A while ago, McDonald’s asked me to do a few spots for a campaign called BLACK AND POSITIVELY GOLDEN. McD was changing its image to that of gold, the arches. Lewis Williams was the creative director and we’ve had a history of great, but troubled, work together. We have known each other forever and have history of ‘old school’ commercials. Lewis is one of the few left with a sense of integrity and honesty together with an understanding of good and hopefully great work. He was taking a risk by using me for this work since I wasn’t Black.
The commercials themselves were sketchy, dealing with McDonald’s giving out free stuff. I was asked to go to Chicago for an ‘event’ where a local McD gave out turkeys for Thanksgiving. It was a sad event with the people looking like the homeless that surround me in Venice.

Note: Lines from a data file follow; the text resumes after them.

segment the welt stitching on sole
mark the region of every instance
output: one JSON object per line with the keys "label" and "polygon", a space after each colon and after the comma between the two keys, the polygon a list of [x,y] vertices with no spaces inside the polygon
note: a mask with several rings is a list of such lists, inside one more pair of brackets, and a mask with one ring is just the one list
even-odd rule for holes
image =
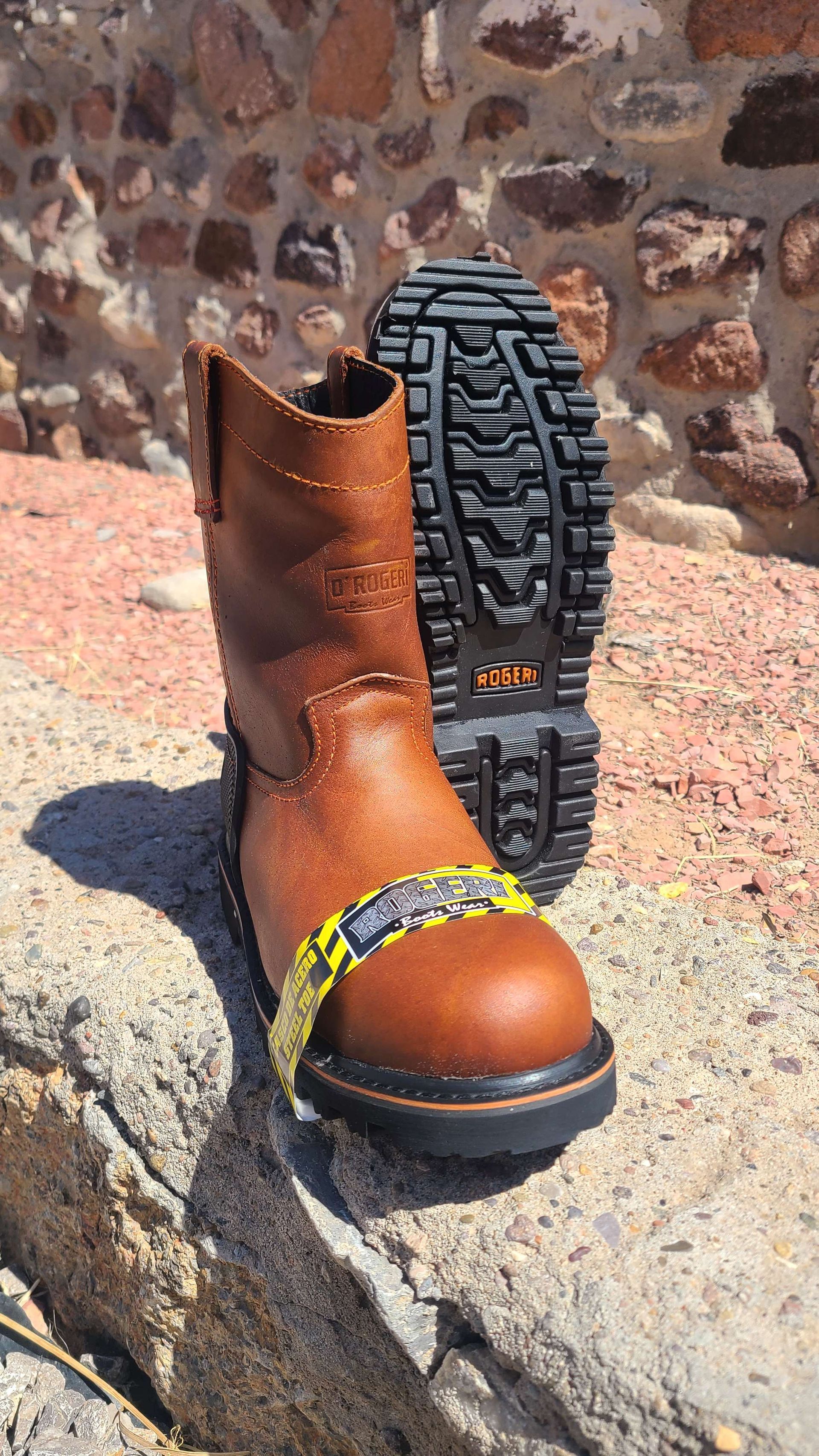
{"label": "welt stitching on sole", "polygon": [[[487,258],[410,274],[369,354],[406,387],[439,761],[503,868],[548,900],[579,869],[595,811],[583,702],[614,540],[599,412],[548,301]],[[493,657],[543,662],[540,690],[477,703],[471,670]]]}

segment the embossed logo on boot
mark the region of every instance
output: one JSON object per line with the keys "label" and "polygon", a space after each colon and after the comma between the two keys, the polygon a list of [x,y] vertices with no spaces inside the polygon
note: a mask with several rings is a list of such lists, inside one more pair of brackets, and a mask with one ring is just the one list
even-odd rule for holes
{"label": "embossed logo on boot", "polygon": [[473,693],[531,693],[540,687],[540,662],[492,662],[473,671]]}
{"label": "embossed logo on boot", "polygon": [[340,566],[324,572],[330,612],[383,612],[397,607],[410,594],[410,563],[377,561],[371,566]]}

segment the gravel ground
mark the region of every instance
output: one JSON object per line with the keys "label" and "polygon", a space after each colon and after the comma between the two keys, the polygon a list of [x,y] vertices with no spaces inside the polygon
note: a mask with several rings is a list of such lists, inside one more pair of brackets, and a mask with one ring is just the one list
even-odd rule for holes
{"label": "gravel ground", "polygon": [[[148,738],[223,727],[209,614],[138,601],[201,563],[191,501],[124,466],[0,454],[6,652]],[[816,948],[819,571],[624,531],[614,566],[589,695],[604,743],[591,863]]]}

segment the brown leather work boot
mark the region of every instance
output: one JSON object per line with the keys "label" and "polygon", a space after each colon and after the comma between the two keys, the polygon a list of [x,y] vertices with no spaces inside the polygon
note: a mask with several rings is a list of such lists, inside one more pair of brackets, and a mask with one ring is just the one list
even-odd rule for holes
{"label": "brown leather work boot", "polygon": [[614,1105],[614,1051],[435,759],[403,384],[337,348],[326,381],[276,395],[211,344],[185,380],[227,690],[223,906],[285,1091],[416,1150],[563,1143]]}

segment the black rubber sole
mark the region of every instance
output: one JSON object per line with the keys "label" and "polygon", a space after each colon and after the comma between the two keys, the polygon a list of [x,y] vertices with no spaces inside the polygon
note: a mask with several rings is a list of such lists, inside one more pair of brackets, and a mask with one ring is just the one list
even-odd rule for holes
{"label": "black rubber sole", "polygon": [[[220,844],[220,895],[234,945],[244,949],[256,1022],[265,1048],[278,997],[265,976],[241,884]],[[295,1092],[317,1117],[343,1117],[367,1137],[387,1133],[416,1153],[486,1158],[559,1147],[598,1127],[614,1108],[614,1047],[595,1022],[588,1047],[564,1061],[516,1076],[420,1077],[342,1057],[313,1037],[295,1075]]]}
{"label": "black rubber sole", "polygon": [[406,384],[438,759],[541,904],[591,840],[599,732],[583,703],[614,547],[599,411],[557,326],[516,268],[452,258],[399,284],[368,348]]}

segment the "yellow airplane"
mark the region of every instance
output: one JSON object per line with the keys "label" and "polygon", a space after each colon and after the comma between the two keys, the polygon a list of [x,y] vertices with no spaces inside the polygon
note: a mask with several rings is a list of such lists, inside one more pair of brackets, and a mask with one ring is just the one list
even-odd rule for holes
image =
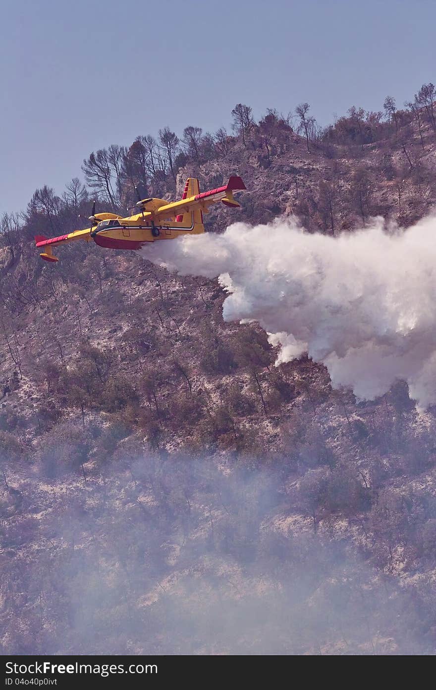
{"label": "yellow airplane", "polygon": [[[246,189],[240,177],[230,177],[227,185],[200,193],[198,180],[189,177],[183,196],[178,201],[168,204],[163,199],[140,199],[136,204],[141,212],[136,215],[123,218],[116,213],[96,213],[95,201],[89,217],[91,227],[75,230],[68,235],[48,239],[35,237],[39,255],[45,261],[59,261],[53,255],[53,247],[76,239],[89,242],[108,249],[139,249],[147,242],[156,239],[174,239],[180,235],[198,235],[205,232],[203,213],[217,201],[227,206],[239,208],[233,193]],[[140,195],[138,195],[140,196]]]}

I was supposed to film ‘staged’ stuff at the McDonald’s store that the agency would mix with submitted iPhone material from customers. Somewhere along the way, an idea of portraits came up and when I pressed for an idea of how they would fit, there were a lot of shrugged shoulders. I think the original thought was to have the people in situ, but I set up a studio in the McDonald’s shooting store garage, and put up an Irving Penn background.

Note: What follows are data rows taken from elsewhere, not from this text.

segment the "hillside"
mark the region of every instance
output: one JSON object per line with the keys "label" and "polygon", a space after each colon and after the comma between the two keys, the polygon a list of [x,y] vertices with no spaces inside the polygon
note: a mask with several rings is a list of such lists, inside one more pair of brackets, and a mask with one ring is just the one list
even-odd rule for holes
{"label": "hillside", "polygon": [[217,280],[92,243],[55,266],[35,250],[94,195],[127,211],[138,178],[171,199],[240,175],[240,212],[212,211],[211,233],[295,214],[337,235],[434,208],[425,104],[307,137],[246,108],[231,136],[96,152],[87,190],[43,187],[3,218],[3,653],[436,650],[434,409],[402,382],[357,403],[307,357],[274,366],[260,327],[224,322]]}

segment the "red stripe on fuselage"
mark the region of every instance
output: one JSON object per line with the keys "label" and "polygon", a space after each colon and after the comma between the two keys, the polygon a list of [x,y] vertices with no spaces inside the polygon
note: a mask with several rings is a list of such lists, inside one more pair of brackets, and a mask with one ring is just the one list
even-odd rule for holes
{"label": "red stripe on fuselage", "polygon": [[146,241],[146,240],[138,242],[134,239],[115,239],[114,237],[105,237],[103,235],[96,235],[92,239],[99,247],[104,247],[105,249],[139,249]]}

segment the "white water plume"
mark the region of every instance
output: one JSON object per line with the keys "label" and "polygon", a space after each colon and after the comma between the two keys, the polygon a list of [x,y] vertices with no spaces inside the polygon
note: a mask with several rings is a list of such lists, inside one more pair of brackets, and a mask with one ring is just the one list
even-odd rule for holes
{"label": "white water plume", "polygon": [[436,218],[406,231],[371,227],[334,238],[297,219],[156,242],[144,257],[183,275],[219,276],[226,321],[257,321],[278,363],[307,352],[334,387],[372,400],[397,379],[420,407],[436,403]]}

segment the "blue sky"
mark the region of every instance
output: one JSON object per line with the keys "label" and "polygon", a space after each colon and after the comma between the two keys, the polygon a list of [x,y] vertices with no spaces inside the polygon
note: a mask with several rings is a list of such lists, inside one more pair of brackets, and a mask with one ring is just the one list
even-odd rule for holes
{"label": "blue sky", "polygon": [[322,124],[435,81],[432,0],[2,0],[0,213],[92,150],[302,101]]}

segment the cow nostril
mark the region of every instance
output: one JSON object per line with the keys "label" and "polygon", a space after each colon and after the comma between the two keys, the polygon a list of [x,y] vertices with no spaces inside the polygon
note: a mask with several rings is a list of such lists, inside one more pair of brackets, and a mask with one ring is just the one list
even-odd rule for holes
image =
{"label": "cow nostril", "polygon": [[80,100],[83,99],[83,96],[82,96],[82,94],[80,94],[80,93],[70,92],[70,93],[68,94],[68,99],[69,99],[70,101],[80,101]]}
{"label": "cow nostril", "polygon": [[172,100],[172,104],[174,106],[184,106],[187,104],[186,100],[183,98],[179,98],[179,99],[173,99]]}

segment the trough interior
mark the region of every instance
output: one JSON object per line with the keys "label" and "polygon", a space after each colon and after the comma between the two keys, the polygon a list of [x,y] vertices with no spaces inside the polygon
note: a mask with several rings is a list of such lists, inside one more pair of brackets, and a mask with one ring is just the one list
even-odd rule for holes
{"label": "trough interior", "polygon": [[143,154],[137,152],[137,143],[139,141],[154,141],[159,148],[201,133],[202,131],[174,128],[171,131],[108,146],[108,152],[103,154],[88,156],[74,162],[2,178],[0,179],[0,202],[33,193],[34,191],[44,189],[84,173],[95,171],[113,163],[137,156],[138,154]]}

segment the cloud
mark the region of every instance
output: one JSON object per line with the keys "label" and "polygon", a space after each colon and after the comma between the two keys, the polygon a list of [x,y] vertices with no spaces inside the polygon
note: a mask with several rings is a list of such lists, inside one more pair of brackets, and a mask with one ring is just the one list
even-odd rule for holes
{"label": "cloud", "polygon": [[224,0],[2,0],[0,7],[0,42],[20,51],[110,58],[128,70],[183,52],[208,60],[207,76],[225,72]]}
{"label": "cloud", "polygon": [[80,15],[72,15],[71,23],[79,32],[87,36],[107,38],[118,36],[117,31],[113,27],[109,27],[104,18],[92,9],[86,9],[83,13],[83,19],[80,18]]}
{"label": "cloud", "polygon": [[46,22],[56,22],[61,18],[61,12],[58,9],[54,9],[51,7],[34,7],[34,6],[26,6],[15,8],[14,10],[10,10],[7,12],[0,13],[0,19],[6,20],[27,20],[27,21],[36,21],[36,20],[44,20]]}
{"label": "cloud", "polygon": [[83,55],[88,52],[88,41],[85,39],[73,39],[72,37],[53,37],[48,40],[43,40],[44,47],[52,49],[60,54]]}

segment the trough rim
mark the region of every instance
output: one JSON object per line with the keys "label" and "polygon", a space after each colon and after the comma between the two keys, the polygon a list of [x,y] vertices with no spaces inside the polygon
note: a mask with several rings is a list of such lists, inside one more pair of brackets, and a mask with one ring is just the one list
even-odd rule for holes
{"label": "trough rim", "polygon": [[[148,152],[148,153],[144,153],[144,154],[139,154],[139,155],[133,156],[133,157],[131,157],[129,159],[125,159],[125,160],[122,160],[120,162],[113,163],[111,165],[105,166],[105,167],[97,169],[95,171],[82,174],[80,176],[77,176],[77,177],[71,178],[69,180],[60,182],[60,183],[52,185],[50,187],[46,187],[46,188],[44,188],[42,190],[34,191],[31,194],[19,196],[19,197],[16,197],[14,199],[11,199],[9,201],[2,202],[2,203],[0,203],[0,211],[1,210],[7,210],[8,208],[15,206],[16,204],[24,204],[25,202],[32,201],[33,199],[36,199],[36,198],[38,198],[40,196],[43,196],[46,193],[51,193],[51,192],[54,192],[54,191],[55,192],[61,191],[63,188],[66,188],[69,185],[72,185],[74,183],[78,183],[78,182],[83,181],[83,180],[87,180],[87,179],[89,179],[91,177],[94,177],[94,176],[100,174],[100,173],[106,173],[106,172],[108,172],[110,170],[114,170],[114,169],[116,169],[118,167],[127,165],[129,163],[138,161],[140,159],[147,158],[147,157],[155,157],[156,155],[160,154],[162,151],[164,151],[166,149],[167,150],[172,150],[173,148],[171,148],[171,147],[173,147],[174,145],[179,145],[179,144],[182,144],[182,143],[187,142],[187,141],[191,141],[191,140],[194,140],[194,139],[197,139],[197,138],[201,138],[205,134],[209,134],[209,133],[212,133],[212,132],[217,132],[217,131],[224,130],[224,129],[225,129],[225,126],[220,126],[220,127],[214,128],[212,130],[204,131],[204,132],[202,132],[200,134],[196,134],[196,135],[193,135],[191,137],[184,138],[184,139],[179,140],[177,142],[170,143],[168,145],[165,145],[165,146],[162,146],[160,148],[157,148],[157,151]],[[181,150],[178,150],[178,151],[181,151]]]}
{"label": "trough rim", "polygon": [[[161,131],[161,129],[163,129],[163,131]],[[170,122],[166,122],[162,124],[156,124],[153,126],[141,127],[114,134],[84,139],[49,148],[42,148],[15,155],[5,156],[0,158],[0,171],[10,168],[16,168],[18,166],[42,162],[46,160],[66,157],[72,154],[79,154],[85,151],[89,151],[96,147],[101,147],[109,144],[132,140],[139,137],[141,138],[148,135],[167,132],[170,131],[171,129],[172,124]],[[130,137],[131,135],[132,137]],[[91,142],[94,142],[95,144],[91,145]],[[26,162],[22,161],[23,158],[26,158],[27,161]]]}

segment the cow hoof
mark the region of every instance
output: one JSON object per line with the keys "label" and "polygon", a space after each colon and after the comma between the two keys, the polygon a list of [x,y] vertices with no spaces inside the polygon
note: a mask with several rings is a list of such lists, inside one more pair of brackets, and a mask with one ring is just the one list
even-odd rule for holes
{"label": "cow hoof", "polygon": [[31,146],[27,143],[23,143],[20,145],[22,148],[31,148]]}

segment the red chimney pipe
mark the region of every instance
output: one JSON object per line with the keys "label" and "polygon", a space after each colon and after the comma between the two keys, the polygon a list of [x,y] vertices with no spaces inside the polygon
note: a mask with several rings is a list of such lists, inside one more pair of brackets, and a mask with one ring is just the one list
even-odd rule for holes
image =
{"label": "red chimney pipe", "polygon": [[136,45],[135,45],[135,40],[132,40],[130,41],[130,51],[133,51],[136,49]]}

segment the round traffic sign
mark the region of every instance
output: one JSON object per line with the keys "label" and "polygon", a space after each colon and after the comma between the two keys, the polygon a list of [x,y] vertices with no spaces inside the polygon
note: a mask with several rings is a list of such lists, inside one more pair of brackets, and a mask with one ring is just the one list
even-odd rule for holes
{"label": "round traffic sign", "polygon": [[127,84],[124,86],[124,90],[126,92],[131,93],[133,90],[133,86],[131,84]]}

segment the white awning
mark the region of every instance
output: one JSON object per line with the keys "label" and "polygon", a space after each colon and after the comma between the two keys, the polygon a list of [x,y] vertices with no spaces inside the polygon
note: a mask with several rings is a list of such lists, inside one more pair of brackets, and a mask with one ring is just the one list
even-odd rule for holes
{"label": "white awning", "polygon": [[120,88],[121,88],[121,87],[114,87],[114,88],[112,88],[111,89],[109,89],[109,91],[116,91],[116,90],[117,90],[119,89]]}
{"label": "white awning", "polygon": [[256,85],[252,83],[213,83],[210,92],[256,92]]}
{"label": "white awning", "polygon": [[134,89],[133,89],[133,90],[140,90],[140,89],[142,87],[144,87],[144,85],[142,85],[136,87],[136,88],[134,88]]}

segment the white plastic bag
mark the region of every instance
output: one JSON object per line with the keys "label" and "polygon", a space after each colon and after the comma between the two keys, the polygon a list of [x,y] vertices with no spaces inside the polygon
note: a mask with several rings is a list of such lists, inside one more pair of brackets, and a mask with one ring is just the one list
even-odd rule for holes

I decided to film the selected actors in an elegant manner, reminiscent of the great pictures from the thirties in Harlem. The McDonald’s client chick had a meltdown saying this was a waste of time and her money but her money had already run out. She particularly freaked when I wanted an elegant corsage on an older lady as if she was going to church. I also wanted an adorable young man dressed in a prep school suit.
I got the prep jacket but I couldn’t win the corsage battle.
I shot the film in color, but I wanted it black and white and I sent the corrections, but they were ignored.
Rebecca, the agency creative director and I had discussed the black and white material and using it alone as I thought it was far more special than the idea that we were doing. We both came to the Nina Simone song, TO BE YOUNG, GIFTED, AND BLACK, even though it was an obvious choice and only applied to the kids.
Since the agency was satisfied with their original idea, I edited my preferred version, but only using the young kids, mainly because of the music. It worked extremely well and their faces were a tribute to the Black Community. You didn’t need anything else to tell this story.
The piece got little or no response…until BLACK LIVES MATTER.
Time goes by…maybe a year.
I get a version of my edit with the black and white being a little compromised and some pithy type, ‘explaining’ the images and a ripoff version of the song. Despite the compromises it’s pretty damn good.
The faces of the kids say it all.
The onliest place I ever seen it is on a McDonald’s website. I never seen it on air. I think it may be the bestest thing I’ve ever done.